Much bigger deals were signed in the Inland Empire this year, where larger distribution facilities can be built. Target signed a 2.2 million-square-foot lease in Riverside in a build-to-suit deal. In two other pre-lease deals, Chinese e-commerce firm Loctek locked up 1.2 million square feet in Perris, while Bed Bath and Beyond leased a 1 million-square-foot property in the Jurupa Valley.

Amazon and DSV-Panalpina’s leases stem from the boom in e-commerce, as people shifted to buying goods online during the pandemic. Internet sales increased 53 percent in the first nine months of 2021 from the same period in 2020.

Developers are racing to take advantage of demand for space, causing land prices to skyrocket over the last year. In Los Angeles, an infill market where vacant industrial land barely exists, the cost of land under industrial property has risen 94 percent over the last year to $165 per square foot, on average.
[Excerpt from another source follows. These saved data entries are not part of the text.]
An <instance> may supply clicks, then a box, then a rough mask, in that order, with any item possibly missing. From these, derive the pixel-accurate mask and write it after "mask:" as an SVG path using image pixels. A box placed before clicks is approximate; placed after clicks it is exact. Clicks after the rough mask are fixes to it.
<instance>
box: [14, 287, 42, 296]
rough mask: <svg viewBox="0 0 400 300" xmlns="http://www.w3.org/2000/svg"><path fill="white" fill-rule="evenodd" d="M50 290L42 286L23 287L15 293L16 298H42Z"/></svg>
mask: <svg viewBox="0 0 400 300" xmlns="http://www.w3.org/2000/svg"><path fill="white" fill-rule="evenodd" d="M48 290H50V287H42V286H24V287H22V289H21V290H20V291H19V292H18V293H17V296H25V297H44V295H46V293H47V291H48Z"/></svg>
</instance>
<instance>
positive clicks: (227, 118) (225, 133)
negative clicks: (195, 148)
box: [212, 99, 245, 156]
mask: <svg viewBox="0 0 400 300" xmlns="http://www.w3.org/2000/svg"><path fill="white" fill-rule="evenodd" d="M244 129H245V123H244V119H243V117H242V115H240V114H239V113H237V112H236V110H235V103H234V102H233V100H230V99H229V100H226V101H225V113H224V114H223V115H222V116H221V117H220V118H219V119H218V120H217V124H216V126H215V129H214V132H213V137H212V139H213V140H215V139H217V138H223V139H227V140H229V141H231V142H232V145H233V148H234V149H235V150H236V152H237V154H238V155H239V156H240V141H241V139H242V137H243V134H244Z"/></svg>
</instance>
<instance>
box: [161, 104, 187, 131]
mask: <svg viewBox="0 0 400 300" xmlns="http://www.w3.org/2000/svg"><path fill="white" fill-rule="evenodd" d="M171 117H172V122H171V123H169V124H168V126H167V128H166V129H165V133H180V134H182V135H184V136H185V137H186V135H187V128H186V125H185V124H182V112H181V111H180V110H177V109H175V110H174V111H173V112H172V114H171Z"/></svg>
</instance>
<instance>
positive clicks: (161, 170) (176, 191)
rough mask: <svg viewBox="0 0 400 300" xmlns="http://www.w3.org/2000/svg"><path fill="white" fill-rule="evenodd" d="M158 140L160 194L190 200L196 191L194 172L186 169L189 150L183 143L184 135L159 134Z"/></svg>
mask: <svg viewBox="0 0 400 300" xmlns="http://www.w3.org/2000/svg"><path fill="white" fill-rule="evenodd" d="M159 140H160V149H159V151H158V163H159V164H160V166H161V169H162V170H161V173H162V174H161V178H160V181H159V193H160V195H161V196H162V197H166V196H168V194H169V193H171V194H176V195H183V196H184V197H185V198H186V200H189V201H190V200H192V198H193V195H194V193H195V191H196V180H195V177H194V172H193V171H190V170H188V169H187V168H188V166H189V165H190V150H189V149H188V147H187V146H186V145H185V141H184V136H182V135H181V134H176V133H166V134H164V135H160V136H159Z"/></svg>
Tenants are paying the price too, with average asking rents increasing across the board. Average asking rents in Los Angeles hit $1.09 per square foot per month in the fourth quarter, compared to 90 cents in the fourth quarter of 2020.

The average rent in the Inland Empire is approaching $1 per square foot per month. It rose to 92 cents in the fourth quarter from 71 cents a year ago.

A previous story stated Amazon’s deal at Center at Needham Ranch in Santa Clarita was a pre-lease. It was a built-to-suit arrangement, not a pre-lease.